第38話『栞は栞』


乙女と栞と小姫山・38

『栞は栞』        




 


 この連休は、全てレッスンである。



 覚悟はしていたが、やっぱし厳しい。休日のレッスンは昼休みを除いて六時間ミッチリある。




 まず、狭いスタジオの中を二十周ほど歩かされる。歩く条件は、ただ一つ「アイドルとして歩くこと」  


 


 その間、二人のインストラクターの先生は、なにかしらメモをしている。終わってもなんのアドバイスもない。


 次ぎに、MNBのストレッチ。一定の型はあるんだけど、そのストレッチの間、個別に指導が入る。どうやら歩かせているうちに、体の歪みや癖がチェックされていたようで、各自、それに合ったメニューが付け加えられる。

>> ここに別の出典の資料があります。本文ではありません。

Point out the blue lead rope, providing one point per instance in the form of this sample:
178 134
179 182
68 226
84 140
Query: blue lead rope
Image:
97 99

 栞は、それまで、自分の体に歪みがあるなんて思いもしなかった。




「栞は右脚に重心をかけすぎ。あんな調子で吹雪きの中でまよったら、大きく左側にそれて、一時間も歩いたら、もとの場所に戻って、遭難間違いなし」


「そうなんですか!」




 みんなに笑われた。期せずして、ギャグになったのだ。




「今のが、ギャグなんだけど、無意識に出た物だからおもしろい。あれを企んでやったらオヤジギャグになって、気温の寒さの前に、ギャグの寒さで凍死する」


 もう一人のインストラクターの先生に指摘されて、また笑われた。




 その後、しばらく「そうなんですか!」が五期生の中で流行った。




「栞、自分の靴持っといで」


「はい」


「みんなよーく見て、この靴底。右の方が左よりも二ミリも減っている。わかるわね、右に力が入っているのが」


「みなみ、あんたも靴持ってきて」


「は、はい!」


 武村みなみという子が靴を持ってきた。


「ほら、みなみの靴と、栞の靴、よ-く見て。なにか気づかない?」


 先生は、二人の靴を全員に回した。


「なにか、わかった人?」


「はーい」


 こともあろうに、さくやが手をあげた。


「栞先輩のは、やや外側のカカトが削れてますけど、みなみさんのは、内側が削れてます」


「正解。でも、ここで互いの名前呼ぶときに『先輩』はつけない。同期は「ちゃん」か「呼び捨て」 


 ま、そのうちに愛称になったらそれも良し。この減り方から分かることは?」


「X脚とO脚です」




――わたしって、X脚か~――




 栞は落ち込んだが、先生がフォローしてくれた。


「少し外側が減るくらいがちょうどいいの。栞は、その点は合格」


「今から、新しい靴を配ります。当分学校も、レッスンもこれで来ること。靴底の減り方チェックするからね」




 それから、みんなで靴底のチェックをしあった。きちんと減っている子は五人ほどしかいなかった。  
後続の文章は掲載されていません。